PatchSiren cyber security CVE debrief
CVE-2026-49104 CRM Perks CVE debrief
CVE-2026-49104 is a critical vulnerability in the Integration for Keap/infusionsoft and Contact Form 7, WPForms, Elementor, Formidable, Ninja Forms plugin versions <= 1.2.1. The vulnerability allows unauthenticated PHP object injection, with a CVSS score of 9.8 and a severity of CRITICAL.
- Vendor
- CRM Perks
- Product
- Integration for Keap/infusionsoft and Contact Form 7, WPForms, Elementor, Formidable, Ninja Forms
- CVSS
- CRITICAL 9.8
- CISA KEV
- Not listed in stored evidence
- Original CVE published
- 2026-06-15
- Original CVE updated
- 2026-06-15
- Advisory published
- 2026-06-15
- Advisory updated
- 2026-06-15
Who should care
Users of WordPress plugins Integration for Keap/infusionsoft and Contact Form 7, WPForms, Elementor, Formidable, Ninja Forms versions <= 1.2.1 should update to a patched version immediately.
Technical summary
The vulnerability is caused by a lack of proper input validation and sanitization, allowing an attacker to inject malicious PHP objects. This can lead to arbitrary code execution, data breaches, and other malicious activities.
Defensive priority
HIGH
Recommended defensive actions
- Update the Integration for Keap/infusionsoft and Contact Form 7, WPForms, Elementor, Formidable, Ninja Forms plugin to a version greater than 1.2.1.

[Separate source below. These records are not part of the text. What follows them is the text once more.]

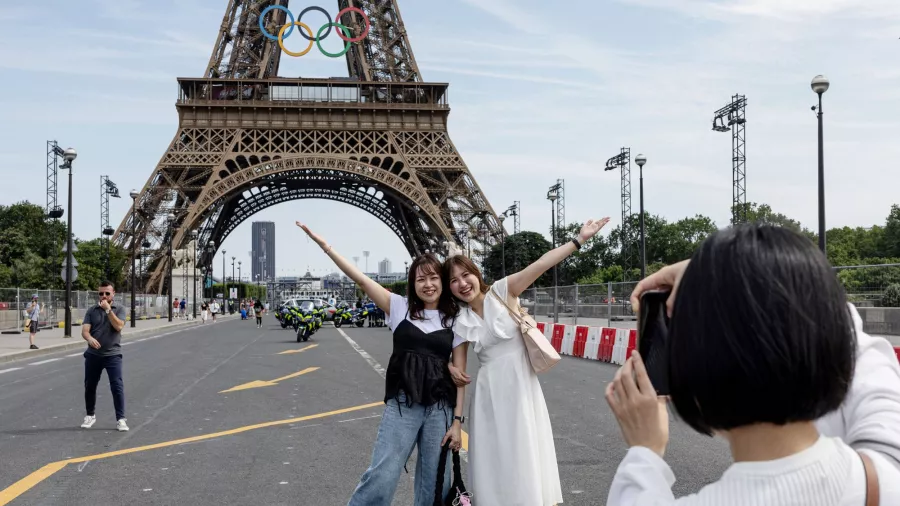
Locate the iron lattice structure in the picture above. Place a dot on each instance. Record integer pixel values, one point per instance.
(622, 161)
(54, 152)
(107, 189)
(248, 140)
(735, 113)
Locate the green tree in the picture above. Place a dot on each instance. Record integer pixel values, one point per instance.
(521, 250)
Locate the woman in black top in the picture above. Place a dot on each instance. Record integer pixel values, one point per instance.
(423, 406)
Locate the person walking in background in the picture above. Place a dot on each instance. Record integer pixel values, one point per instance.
(102, 329)
(34, 314)
(512, 456)
(764, 351)
(258, 308)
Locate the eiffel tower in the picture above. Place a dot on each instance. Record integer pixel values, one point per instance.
(248, 139)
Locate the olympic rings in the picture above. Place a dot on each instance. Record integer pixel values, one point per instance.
(288, 28)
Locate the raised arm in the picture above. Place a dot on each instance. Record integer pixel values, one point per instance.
(520, 281)
(379, 294)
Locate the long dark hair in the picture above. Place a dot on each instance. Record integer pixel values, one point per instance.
(466, 264)
(446, 304)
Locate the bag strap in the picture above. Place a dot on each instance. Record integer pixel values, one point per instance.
(872, 491)
(512, 312)
(439, 485)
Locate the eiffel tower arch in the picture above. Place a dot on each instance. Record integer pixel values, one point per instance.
(248, 140)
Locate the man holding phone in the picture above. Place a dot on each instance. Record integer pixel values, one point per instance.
(102, 329)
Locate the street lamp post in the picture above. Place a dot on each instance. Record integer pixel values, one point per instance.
(502, 247)
(194, 235)
(69, 156)
(820, 85)
(641, 160)
(134, 195)
(552, 196)
(171, 219)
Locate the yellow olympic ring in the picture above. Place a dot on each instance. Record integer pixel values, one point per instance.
(281, 38)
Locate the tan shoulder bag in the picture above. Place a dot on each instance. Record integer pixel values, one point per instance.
(540, 352)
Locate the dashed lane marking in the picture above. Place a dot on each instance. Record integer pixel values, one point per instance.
(45, 361)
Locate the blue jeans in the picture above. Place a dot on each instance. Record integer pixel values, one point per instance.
(401, 430)
(93, 369)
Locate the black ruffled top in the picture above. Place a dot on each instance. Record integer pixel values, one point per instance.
(418, 367)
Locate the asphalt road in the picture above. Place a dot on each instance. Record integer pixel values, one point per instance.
(174, 390)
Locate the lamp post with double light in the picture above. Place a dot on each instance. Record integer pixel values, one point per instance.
(502, 218)
(170, 218)
(194, 235)
(134, 195)
(69, 156)
(820, 86)
(552, 196)
(641, 160)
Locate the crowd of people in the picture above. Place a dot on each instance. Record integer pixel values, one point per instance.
(765, 351)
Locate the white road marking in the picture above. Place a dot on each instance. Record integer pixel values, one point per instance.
(45, 361)
(374, 363)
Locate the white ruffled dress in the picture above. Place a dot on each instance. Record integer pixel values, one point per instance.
(512, 457)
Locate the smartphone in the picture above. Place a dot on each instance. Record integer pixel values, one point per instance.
(653, 337)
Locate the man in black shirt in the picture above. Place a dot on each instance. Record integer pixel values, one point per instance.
(258, 308)
(102, 329)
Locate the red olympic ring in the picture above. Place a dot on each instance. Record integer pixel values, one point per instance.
(365, 18)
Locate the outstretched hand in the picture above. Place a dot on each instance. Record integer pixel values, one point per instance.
(312, 235)
(590, 229)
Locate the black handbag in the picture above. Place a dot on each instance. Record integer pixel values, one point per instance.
(458, 495)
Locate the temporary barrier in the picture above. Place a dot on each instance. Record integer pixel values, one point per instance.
(607, 341)
(592, 345)
(558, 331)
(580, 341)
(568, 344)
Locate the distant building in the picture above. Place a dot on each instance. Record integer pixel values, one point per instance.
(263, 251)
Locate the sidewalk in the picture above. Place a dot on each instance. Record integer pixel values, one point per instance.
(15, 346)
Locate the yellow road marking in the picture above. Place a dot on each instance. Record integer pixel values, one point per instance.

- Review and monitor your WordPress installation for any suspicious activity.
Evidence notes
The vulnerability was reported by Patchstack and is documented in the CVE record.
Official resources
-
CVE-2026-49104 CVE record
CVE.org
-
CVE-2026-49104 NVD detail
NVD
-
Source item URL
nvd_modified
- Mitigation or vendor reference
CVE-2026-49104 was published on 2026-06-15T21:17:20.400Z and modified on 2026-06-15T21:24:32.790Z.